Preliminary results from the study are being displayed during the American Society for Radiation Oncology (ASTRO) Annual Meeting in Chicago, being held from November 1 - 5, 2009.
Approximately 80 percent of breast cancer patients undergoing radiation treatment develop acute skin reactions that range in severity. The more severe reactions cause discomfort and distress to the patient, and sometimes result in treatment interruptions. The severity is quite variable among patients and difficult to predict.
"Because reactions usually occur from 10 to 14 days after the beginning of therapy, if we could predict skin reactions sooner we may be able to offer preventative treatment to maximize effectiveness and minimize interruption of radiation treatment," said Dr. Katherine Griem, professor of radiation oncology at Rush.
Terramed Alliance News : Researchers at Rush and Argonne are studying if three-dimensional thermal tomography (3DTT) can detect the earliest changes that may trigger a skin reaction. 3DTT is a relatively new thermal imaging process that is currently being used as a noninvasive away to detect defects in composite materials. The basic idea of thermal imaging is to apply heat or cold to a material and observing the resulting temperature change with an infrared camera to learn about its composition.
Unlike most thermal imaging studies which have quantitative limitations, 3DTT measures the thermal effusivity of skin tissue. Thermal effusivity is a measure of a material's ability to exchange heat with its surroundings.

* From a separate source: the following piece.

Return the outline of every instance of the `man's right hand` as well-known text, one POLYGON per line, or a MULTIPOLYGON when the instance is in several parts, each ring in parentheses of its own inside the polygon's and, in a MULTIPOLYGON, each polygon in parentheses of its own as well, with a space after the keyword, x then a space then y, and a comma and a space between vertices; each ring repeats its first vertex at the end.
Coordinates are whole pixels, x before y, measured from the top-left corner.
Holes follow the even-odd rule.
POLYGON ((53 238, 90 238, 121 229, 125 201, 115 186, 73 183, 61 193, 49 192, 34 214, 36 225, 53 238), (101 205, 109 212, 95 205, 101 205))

In this study, a flash of light is used to heat up the skin. An infrared camera captures a series of images over time that display the temperature of the skin, represented by colors. An algorithm developed by Argonne is used to calculate the temperature change and determine the thermal effusivity of different areas of the skin.
"How quickly the skin cools is related to the structure underneath. Damaged skin cells have different effusivity values compared to that of healthy skin, said James Chu, PhD, chairperson of the section of medical physics at Rush. "By identifying the earliest changes in damaged tissue, we may be able to predict acute skin toxicities."
Terramed Alliance News: Preliminary data from the study show that marked decreases in thermal effusivity of irradiated skin occur well in advance of the development of high grade skin reactions.
"Our initial data with radiation induced skin changes are quite encouraging," said Dr. Alan Coon, chief resident of radiation oncology at Rush and primary author on the study. "In addition to finding decreases in effusivity of the treated areas many days before the development of skin reactions, we have also seen that the magnitude of these decreases varies with the grade of the reactions. This exciting result bodes well for the clinical utility of this technique in predicting the severity of a skin reaction before it occurs."
In addition, researchers note that 3DTT techniques can be used to measure these tissue property changes noninvasively with no interruption of therapy and the technique allowed for rapid feedback.
"3DTT may also be used to detect other skin diseases such as skin cancer and measure skin damage caused by electricity or lightening. Such applications require the determinations of tissue conditions below the skin that is normally not visible but can be measured by 3DTT," said J.G. Sun, a mechanical engineer at Argonne.
Researchers plan to perform additional studies to confirm the preliminary results and hope to soon begin studying 3DTT in breast cancer patients.
The investigators on the project include Dr. Katherine Griem, James Chu, PhD; Dr. Alan Coon; Damian Bernard, PhD; Riu Yao and Alistair Templeton, all from Rush University Medical Center and J.G. Sun from Argonne National Laboratory. Source: Kim Waterman Rush University Medical Center.